Chapter 2

Magda Kaprovna lay in her prison bunk until it was her turn to go for a shower.

She got up and walked to the showers, slipped the baby blue top and dark blue uniform pants off and hung them on an empty hook.

She was slender, just under six feet. If she had been born somewhere other than Russia, she might have been a model.

She wasn’t a model. The pale skin of her body had bluish tattoos done for her by a woman in her first Russian prison, a forger and counterfeiter.

There was a picture of Mary and baby Jesus on her back that was a good luck token among the vors.

Vor meant “thief,” the term professional criminals called themselves, regardless of their specialties.

There were two eight-pointed stars on the fronts of her shoulders, an emblem of the Bratva, or Brotherhood, she belonged to.

And just below her hip bones, equidistant from her groin, were two American hundred-dollar bills, so perfectly done that they looked as though they could be peeled off and spent.

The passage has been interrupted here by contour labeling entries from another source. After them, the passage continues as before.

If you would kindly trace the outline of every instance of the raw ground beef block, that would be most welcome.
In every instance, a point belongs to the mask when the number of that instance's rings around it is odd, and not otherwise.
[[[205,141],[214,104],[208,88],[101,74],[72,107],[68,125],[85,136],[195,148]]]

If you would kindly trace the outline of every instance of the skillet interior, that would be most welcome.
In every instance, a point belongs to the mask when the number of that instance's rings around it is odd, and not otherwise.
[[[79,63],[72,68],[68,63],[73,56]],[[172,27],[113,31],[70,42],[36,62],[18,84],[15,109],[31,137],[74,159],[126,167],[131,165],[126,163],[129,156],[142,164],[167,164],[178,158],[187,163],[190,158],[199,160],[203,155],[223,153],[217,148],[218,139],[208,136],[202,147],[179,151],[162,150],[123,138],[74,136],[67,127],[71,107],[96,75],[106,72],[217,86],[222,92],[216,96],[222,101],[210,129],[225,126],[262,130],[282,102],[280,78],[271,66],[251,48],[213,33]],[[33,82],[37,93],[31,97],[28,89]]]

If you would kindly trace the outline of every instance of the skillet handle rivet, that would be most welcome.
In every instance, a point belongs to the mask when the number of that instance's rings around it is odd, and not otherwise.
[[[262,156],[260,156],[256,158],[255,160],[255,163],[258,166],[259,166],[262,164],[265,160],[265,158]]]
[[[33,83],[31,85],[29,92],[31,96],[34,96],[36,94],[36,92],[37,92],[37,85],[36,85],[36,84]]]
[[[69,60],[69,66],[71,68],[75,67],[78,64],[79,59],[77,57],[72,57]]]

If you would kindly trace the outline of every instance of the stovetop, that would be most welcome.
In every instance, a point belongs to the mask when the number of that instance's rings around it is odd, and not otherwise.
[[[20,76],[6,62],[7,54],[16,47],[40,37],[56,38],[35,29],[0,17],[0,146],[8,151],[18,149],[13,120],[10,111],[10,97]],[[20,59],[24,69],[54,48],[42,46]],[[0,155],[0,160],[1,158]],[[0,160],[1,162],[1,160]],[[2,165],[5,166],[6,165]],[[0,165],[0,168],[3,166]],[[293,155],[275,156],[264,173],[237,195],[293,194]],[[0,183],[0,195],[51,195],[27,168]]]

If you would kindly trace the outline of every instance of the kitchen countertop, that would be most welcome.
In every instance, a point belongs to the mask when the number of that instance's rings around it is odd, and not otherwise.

Most of the California women who populated the prison had no idea what her tattoos meant.

Many of them had tattoos of their own, mostly hearts, flowers, butterflies, or the names of the boyfriends who had gotten them in there by talking them into holding drugs, guns, or merchandise, or driving cars.

Magda stepped onto the wet tile and ducked under a showerhead, letting the warm water rain down on her, soak her long black hair, and stream down her spine.

When a younger woman left one of the showers on the other wall, Magda spun, crouched, and had both fists up in an instant, although it was hard to know how she had even seen the woman behind her.

She saw the young woman’s light brown hair, her body with a Madonna on her stomach holding the baby up as though to let it suck on her left breast, and two small eight-pointed stars on her shoulders.

She relaxed and stepped back under the water.

The young woman moved close, their faces almost touching, and said in Russian, “They sent me to find you.”

Magda asked, “How did they get you to the right prison?”

“You had robbed a jewelry store in Modesto, so I robbed a jewelry store in Modesto.”

“Thank you. You could have been shot.”

“I wasn’t, and they’ll get me out—mistaken identity.”

“What do they want?” Magda said.

“There was a house where all the people died of smoke inhalation except you. There was a woman you had captured.”

“What about her? She died too.”

“Members of the Bratva watched for a long time—a couple years—and there was never a funeral for her. Never an obituary. They told me she’s not dead.”

“They’re sure?”

“They’re sure.” She took a step away and smiled. “Don’t you trust them?”

Magda was wearing the same uniform that she and all the other prisoners wore during the three years she had been locked up in the California Institute for Women in Chino—baby blue top and dark blue pants.

This time she had a chain around her waist with handcuffs attached to it so she couldn’t even bring her hand up to brush the hair out of her face.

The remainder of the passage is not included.